Among those symbols was a 38-by-20-foot American flag – the largest in Tacoma- that was raised atop a 100-foot flagpole; meant to greet visitors as they enter the Port of Tacoma.

During a solemn ceremony, the flag was slowly raised by members of the Tacoma Fire Department honor guard to the peak of the pole, then slowly lowered to half-staff.

The Tahoma Girls Choir sang “The Star-Spangled Banner” as the flag was raised and “Let There Be Peace on Earth” as the banner was lowered to the pole’s mid-point.

Ironically, or perhaps fittingly, a jetliner flew overhead as the flag reached the top of the pole.

“We lift this flag today for all to see,” said Tacoma Mayor Bill Baarsma.

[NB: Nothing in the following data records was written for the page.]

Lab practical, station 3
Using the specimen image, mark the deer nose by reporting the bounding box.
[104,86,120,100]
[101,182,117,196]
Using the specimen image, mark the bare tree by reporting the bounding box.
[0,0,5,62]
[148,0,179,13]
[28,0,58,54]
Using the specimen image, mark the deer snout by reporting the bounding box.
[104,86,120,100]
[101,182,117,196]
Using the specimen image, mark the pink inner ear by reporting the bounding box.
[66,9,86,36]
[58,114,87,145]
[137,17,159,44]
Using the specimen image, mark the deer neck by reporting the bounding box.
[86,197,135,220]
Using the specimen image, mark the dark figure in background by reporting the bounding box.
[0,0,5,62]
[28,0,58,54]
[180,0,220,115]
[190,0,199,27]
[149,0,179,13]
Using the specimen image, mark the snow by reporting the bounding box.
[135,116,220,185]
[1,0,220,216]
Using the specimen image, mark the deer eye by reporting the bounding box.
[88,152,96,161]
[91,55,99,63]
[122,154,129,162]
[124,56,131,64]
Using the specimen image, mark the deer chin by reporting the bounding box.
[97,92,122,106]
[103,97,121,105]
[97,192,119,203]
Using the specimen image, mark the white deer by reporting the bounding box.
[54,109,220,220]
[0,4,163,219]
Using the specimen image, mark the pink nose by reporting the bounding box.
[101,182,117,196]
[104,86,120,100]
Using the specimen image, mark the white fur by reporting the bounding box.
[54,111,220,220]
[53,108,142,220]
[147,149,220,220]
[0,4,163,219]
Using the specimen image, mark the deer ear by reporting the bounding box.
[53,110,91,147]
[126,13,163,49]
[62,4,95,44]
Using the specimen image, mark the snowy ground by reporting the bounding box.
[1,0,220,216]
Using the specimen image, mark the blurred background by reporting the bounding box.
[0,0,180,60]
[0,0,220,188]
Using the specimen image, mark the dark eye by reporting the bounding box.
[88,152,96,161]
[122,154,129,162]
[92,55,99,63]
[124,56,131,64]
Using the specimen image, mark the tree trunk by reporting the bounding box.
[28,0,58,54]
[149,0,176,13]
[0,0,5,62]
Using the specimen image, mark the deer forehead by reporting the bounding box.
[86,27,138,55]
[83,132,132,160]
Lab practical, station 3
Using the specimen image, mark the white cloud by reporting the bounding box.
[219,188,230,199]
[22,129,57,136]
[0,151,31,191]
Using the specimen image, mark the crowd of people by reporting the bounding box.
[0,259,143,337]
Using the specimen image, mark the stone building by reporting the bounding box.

An eight-foot in diameter steel globe with stars representing Tacoma’s sister cities was also unveiled during yesterday’s ceremony.

A ceremonial pole proclaiming “May Peace Prevail on Earth” in 12 languages was dedicated as well.

For all the talk and hope for peace, Tacoma Police Chief David Brame reminded people why they were at the Harbor Flag Dedication.

He compared the unprovoked attack on America on Sept. 11, 2001 to the surprise attack on Pearl Harbor by Japan on Dec. 7, 1941, noting the latter was an attack against military targets while last year’s terrorist attacks killed mostly civilians.

“Sept. 11, 2001 is our new day of infamy in this millennium,” he said.

He added, “We will achieve peace through strength.”

The ceremony concluded with the Tahoma Girls Choir’s “Let Peace Begin With Me.”

“America’s reaction comes down to each of us as we leave here,” Hjelseth said, echoing the sentiments of the song. “It’s one person at a time making a difference.”

In the background, the newly raised American flag fluttered in the breeze on a warm summer morning.